C'est la troisième fois que la plus haute juridiction du pays rejette les arguments du gouvernement sur le centre de détention de la base américaine à Cuba, qui compte encore environ 270 prisonniers, malgré une réprobation internationale quasi-unanime.
En 2004 puis en 2006, les juges avaient estimé que les détenus pouvaient saisir la justice fédérale, une procédure charnière du droit anglo-saxon appeléehabeas corpus. Mais ils s'étaient alors appuyés sur des textes de loi modifiés depuis par le Congrès.

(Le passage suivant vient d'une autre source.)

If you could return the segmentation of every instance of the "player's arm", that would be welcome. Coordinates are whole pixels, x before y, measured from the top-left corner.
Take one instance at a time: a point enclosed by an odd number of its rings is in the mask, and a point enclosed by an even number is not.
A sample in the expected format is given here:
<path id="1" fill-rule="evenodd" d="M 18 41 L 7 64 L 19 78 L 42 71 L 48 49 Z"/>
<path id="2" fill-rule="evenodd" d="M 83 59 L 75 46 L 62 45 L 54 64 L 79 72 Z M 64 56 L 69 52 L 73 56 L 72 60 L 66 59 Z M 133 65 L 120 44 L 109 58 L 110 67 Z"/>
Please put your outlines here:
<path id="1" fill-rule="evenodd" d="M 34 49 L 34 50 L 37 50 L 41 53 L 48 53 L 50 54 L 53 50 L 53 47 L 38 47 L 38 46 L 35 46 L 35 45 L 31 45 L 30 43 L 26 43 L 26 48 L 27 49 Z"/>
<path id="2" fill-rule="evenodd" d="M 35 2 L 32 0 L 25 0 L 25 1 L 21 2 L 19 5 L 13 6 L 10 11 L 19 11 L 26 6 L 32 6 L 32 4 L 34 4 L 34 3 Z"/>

Mais par 5 voix contre 4, la Cour a estimé que même si Guantanamo était officiellement en territoire cubain, la base fonctionnait de fait comme un territoire américain où certains droits fondamentaux inscrits dans la Constitution devaient être respectés.
"Les requérants bénéficient du privilège constitutionnel de l'habeas corpus", a tranché la Cour suprême, dans la décision rédigée par le juge Anthony Kennedy.
"Les lois et la Constitution sont écrites pour survivre, et rester applicables, dans des circonstances extraordinaires. La liberté et la sécurité peuvent être réconciliées, et dans notre système elles le sont dans le cadre de la loi", a ajouté le juge.
Le président George W. Bush a déclaré le 12 juin à Rome qu'il désapprouvait la décision mais qu'il l'appliquerait : "Nous appliquerons la décision de la Cour. Cela ne signifie pas que je sois d'accord (...). Je suis profondément d'accord avec les juges minoritaires".
Parmi les candidats à sa succession, le démocrate Barack Obama a salué la décision comme "un pas important pour rétablir notre crédibilité comme nation engagée à défendre l'Etat de droit, et pour rejeter un faux choix entre la lutte contre le terrorisme et la protection" des libertés individuelles.
"Je n'ai pas encore eu l'occasion de lire la décision, elle m'inquiète évidemment beaucoup. Ce sont des combattants illégaux, ce ne sont pas des citoyens américains", a pour sa part souligné le républicain John McCain, qui reste favorable, comme M. Obama, à la fermeture du centre de détention.
Il revient désormais aux juges du tribunal fédéral de Washington d'examiner au cas par cas chaque plainte de détenu, dans un cadre encore imprécis fustigé par le président de la Cour, le juge John Roberts.
Cette décision "est une victoire complète non seulement pour nos clients mais pour tous les Américains et les citoyens du monde, et par-dessus tout pour l'Etat de droit", a déclaré David Cynamon, qui représente les détenus koweïtiens, alors qu'Amnesty International saluait "un pas en avant essentiel vers la restauration de l'Etat de droit".
La décision "devrait aussi marquer le début de la fin pour la procédure des tribunaux militaires d'exception", a ajouté Steven Shapiro, directeur juridique de l'ACLU, la puissante association de défense des libertés.
La décision rouvre en effet la porte des tribunaux civils pour les quelque 80 détenus que l'administration compte traduire devant ces tribunaux militaires d'exception, invalidés en juin 2006 par la Cour suprême mais réinstaurés quelques mois plus tard par le Congrès.
Déjà plusieurs fois reportés, les premiers procès doivent s'ouvrir cet été dans une salle d'audience toute neuve - mais démontable - installée sur la base à Cuba. Le premier à comparaître pourrait être Salim Hamdan, un ancien chauffeur d'Oussama Ben Laden, qui avait été à l'origine de la décision de 2006 et qui conteste à nouveau la validité du système.